QIIME denovo clustering with uclust (default)

I know there are plenty of problems with the greedy clustering algorithm “uclust” and that Dr. Robert Edgar has updated this several times. I have used it many times in the past and I wanted to include this as a baseline connection to other work I’ve done.

I ran this through the pbs script qiime_denovo_uclust.pbs (the qiime command is posted below). -i $HOME/data/qiime_files/all_gom_seqs/test_fastas/test_600k_nochim.fasta -o $HOME/data/qiime_files/all_gom_seqs/test_fastas/qiime_denovo_uclust -m uclust -z

Here I identified 122,772 OTUs (27,630 OTUs after removing singletons). It took 13 minutes on 1 proc, using 1.2 Gbs of RAM.

Running this on the full dataset with 10% subsampling failed after 1 week of compute time on the cluster with distributing the parallelized commands to 100 cores. It failed on step3, using denovo identified OTUs from the 10% subsampling as a reference. I restarted this grabbing the last command for the qiime log file. -i /nv/hp10/woverholt3/data/qiime_files/all_gom_seqs/qiime_open_ref_20160502/step1_otus/failures.fasta -o /nv/hp10/woverholt3/data/qiime_files/all_gom_seqs/qiime_open_ref_20160502/step3_otus/ -r /nv/hp10/woverholt3/data/qiime_files/all_gom_seqs/qiime_open_ref_20160502/step2_otus//step2_rep_set.fna -T --jobs_to_start 100 --enable_rev_strand_match --similarity 0.97

I can use old log files to manually finish the pipeline if this works.

Using QIIME to prescreen sequences

Since it seems there may be sequences that are really bugging down the OTU picking process I’ve decided to see if screening all the sequences against greengenes at a low percent ID (70) helps sort out the issue. The idea is that any sequence that is <70% similar to any sequence in greengenes is divergent enough to really slow down the process (and is likely junk, although I’ll screen that later).

OUTPUT=$HOME/data/qiime_files/all_gom_seqs/test_fastas/qiime_uclust_ref_screen -i $INPUT -o $OUTPUT -z -O 50 -r $GG_otus -s 0.70

On the test dataset I got 532 sequences that failed. I really doubt this is the issue. Of these ~169 were phiX. Still working on the other 350, but not that important in the big scheme of things (I think).

Restart QIIME

I had started with the qiime open reference OTU picking pipeline with subsampling failed sequences set at 0.1% (qiime default). Using this setting the final step (Step 4 according to the QIIME labeling scheme) failed to finish denovo OTU clustering on the remaining 16 million sequences (called failures_failures.fasta). This was ~10% of my dataset and I did not want to give up that many sequences.

These data are at the path: ~/data/qiime_files/all_gom_seqs/qiime_open_ref_20160212/

So following the same scheme, I subsampled these 16 million sequences to 10% (1.68 million) using an enveomics subsampling script.

Clustered with denovo UCLUST at 97% similarity, giving 900,000 OTUs.

Pick representative sequences for these 900,000 otus.
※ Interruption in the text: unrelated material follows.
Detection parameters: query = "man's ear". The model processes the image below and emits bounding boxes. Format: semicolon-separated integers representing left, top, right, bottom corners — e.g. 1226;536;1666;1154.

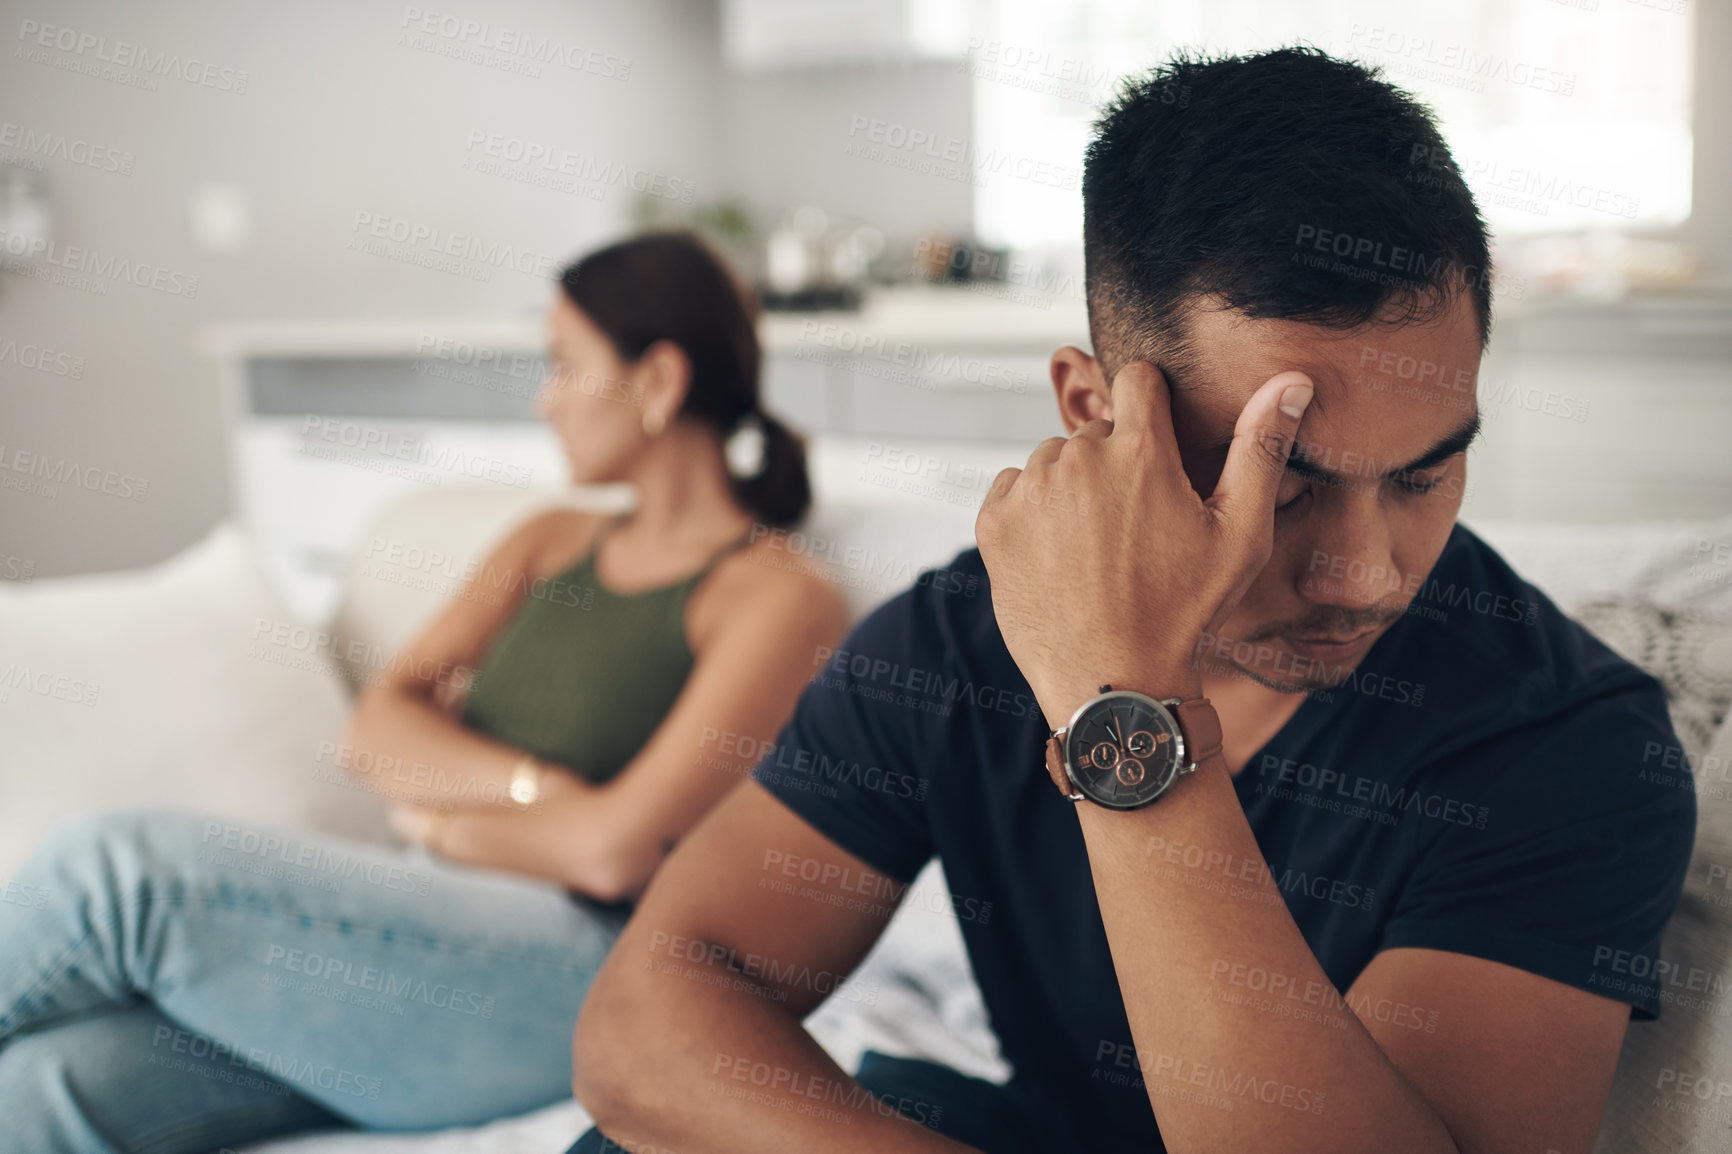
1050;346;1111;434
Use these as reference sequences for reference based uclust -i ../failures_failures.fasta -o parallel_ref_uclust -r sub_samp10_rep_set.fasta -T --jobs_to_start 30 -z

There were 8.6 million sequences that failed to cluster (~50% of what I started with).

Filter_fasta to get these failed sequences: -f ../../failures_failures.fasta -s failures_failures_failures.txt -o failures_failures_failures.fasta

Denovo pick OTUs from the remaining 8 million sequences

This failed after 24 hours and processed 1.7 million sequences of the 8 remaining.